I have been working on logits for a while for which I need to use the built-in exp() function. This seems to be running slower for a large matrix compared to using a for loop with smaller chunks of the same matrix.
In Matlab documentation and several other forms, it is always recommended to vectorize the code in order to speed it up. But this doesn't seem to be the case here.
n = 32;
rows = 50000;
cols = 32;
a = rand(n*rows, cols);
b = rand(rows, cols);
% in a loop
tic
for i=1:n
d = exp(b);
end
toc
% big matrix
tic
d = exp(a);
toc
I expected the first tic-toc to be slower than the second.

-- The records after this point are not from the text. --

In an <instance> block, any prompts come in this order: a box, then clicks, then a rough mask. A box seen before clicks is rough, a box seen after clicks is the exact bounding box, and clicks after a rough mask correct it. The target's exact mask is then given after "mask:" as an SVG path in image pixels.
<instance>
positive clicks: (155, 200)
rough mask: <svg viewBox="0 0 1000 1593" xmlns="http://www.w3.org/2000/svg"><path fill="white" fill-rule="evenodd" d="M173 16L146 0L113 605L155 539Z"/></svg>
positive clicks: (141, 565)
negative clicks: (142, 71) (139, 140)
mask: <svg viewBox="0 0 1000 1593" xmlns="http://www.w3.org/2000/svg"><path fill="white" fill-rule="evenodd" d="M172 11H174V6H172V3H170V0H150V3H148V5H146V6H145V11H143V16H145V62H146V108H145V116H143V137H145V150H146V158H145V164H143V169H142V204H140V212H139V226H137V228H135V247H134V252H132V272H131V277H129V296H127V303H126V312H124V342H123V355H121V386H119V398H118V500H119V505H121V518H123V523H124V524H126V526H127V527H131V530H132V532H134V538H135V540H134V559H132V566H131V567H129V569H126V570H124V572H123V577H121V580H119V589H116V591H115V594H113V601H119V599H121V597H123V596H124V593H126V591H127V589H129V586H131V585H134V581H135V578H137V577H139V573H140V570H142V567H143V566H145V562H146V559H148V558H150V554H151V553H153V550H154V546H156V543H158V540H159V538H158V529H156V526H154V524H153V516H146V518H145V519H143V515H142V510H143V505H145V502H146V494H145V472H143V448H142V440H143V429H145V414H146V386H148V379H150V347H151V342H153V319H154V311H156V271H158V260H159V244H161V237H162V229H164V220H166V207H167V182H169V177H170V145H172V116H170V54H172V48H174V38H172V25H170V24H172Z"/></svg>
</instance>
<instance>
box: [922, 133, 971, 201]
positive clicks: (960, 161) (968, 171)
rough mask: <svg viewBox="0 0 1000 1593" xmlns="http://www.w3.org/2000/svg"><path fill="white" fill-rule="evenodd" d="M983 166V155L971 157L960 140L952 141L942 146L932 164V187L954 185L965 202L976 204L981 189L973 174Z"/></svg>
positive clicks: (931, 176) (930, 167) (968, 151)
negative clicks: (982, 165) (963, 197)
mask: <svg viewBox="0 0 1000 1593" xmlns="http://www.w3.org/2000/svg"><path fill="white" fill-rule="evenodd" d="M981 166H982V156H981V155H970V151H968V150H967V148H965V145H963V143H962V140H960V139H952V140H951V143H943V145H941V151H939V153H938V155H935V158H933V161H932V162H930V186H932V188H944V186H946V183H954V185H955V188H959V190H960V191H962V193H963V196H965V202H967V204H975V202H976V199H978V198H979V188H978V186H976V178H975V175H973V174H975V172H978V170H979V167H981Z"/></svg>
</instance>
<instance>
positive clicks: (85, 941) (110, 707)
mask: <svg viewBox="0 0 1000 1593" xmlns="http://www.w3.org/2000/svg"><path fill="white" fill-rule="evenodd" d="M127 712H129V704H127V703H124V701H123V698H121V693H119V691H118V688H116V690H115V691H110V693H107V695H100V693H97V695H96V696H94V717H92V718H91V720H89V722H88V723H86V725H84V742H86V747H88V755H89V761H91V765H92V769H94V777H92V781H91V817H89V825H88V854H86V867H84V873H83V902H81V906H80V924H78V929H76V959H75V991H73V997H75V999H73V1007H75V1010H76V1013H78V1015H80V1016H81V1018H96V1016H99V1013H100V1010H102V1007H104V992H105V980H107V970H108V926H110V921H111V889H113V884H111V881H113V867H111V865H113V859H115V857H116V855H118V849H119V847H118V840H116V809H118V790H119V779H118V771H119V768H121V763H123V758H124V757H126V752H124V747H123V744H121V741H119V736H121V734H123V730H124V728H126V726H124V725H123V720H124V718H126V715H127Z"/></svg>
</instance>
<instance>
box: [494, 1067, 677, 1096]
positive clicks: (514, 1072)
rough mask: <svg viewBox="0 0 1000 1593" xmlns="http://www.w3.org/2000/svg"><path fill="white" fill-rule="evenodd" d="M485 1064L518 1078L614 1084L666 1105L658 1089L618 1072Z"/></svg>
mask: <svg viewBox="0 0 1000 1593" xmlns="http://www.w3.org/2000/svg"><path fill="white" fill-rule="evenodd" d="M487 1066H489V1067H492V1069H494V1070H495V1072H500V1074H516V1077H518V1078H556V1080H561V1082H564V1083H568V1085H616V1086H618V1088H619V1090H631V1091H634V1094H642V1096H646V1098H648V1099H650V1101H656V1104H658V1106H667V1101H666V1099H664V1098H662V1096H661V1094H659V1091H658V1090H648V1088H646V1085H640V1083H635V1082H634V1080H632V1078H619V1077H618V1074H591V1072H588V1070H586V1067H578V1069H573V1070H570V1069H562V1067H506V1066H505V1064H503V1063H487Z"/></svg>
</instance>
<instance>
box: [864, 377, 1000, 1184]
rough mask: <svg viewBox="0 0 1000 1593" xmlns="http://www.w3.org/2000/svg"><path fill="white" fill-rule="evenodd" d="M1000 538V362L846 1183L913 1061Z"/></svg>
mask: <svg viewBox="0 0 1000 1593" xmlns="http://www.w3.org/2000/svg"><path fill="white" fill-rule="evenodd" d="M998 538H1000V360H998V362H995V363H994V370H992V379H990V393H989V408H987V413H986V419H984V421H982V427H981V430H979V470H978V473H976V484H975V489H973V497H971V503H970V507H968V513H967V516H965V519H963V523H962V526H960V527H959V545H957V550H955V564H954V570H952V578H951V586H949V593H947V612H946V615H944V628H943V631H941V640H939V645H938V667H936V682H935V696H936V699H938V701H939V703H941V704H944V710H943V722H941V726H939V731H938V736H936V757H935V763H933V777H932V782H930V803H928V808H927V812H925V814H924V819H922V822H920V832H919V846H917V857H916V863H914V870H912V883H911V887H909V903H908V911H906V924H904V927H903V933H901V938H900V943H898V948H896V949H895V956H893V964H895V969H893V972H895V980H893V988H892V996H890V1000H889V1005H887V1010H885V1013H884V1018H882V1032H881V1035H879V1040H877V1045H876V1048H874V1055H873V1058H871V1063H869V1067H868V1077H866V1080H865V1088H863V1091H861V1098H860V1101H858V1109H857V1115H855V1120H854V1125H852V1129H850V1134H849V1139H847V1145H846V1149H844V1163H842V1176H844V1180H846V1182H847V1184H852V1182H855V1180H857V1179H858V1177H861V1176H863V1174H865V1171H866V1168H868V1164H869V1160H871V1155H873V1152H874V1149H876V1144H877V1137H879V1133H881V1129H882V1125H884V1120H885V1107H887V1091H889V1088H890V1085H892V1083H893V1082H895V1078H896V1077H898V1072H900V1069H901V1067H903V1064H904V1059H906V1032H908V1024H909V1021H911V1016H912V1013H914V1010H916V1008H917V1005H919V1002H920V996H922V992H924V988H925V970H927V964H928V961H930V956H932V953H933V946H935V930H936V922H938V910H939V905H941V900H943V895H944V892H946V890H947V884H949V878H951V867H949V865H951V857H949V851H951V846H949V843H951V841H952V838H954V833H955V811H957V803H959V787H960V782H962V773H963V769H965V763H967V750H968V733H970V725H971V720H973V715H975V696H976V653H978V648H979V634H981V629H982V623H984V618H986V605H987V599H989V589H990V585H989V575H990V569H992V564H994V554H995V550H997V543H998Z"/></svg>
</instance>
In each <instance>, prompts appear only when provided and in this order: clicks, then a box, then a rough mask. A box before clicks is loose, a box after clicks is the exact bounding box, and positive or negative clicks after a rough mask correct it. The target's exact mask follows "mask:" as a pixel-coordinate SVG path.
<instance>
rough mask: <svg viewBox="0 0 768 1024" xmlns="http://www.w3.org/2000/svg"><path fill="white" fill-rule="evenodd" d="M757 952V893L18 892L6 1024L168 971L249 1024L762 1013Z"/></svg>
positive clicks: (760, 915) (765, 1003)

But the output I got was as follows:
Elapsed time is 0.335781 seconds.
Elapsed time is 0.390191 seconds.
Any idea as to why this is the case would be helpful.
Edit 1 Let's say I edit my code like this so as to use random values every time:
n = 32;
rows = 50000;
cols = 32;
% in a loop
tic
for i=1:n
d = exp(rand(rows, cols));
end
toc
% big matrix
tic
e = exp(rand(n*rows, cols));
toc
return
I still get:
Elapsed time is 0.745808 seconds.
Elapsed time is 0.847162 seconds.
You are not making a fair comparison: your "loop" case uses much less memory, reading the same smaller array many times, compared to the "big matrix" case that reads a much larger chunk of memory, and writes to a much larger chunk of memory. Reading from main memory is a bottleneck, and so being able to utilize the cache helps speed up the "loop" code.
This is a fairer comparison:
rows = 32*50000;
cols = 32;
a = rand(rows, cols);
% in a loop
tic
d = zeros(size(a));
for i=1:cols
d(:,i) = exp(a(:,i));
end
toc
% big matrix
tic
d = exp(a);
toc
I see (MATLAB R2019a Online):
Elapsed time is 0.208699 seconds.
Elapsed time is 0.140489 seconds.
So the loop is slower. But it is not all that much slower. Over the last 15 years or so MATLAB has been steadily improving their JIT. Before they introduced the JIT, the loop code would easily be ~100 times slower.
NB: Always make sure to run a timing script at least twice, discard the first timings. The first time you run some code, the JIT needs to compile it, increasing the measured timing.
Regarding Edit 1:
Here you are still dealing with smaller arrays in the "loop" case. Not much changes, except that you've moved the rand
call inside the loop. Temporary memory is re-used.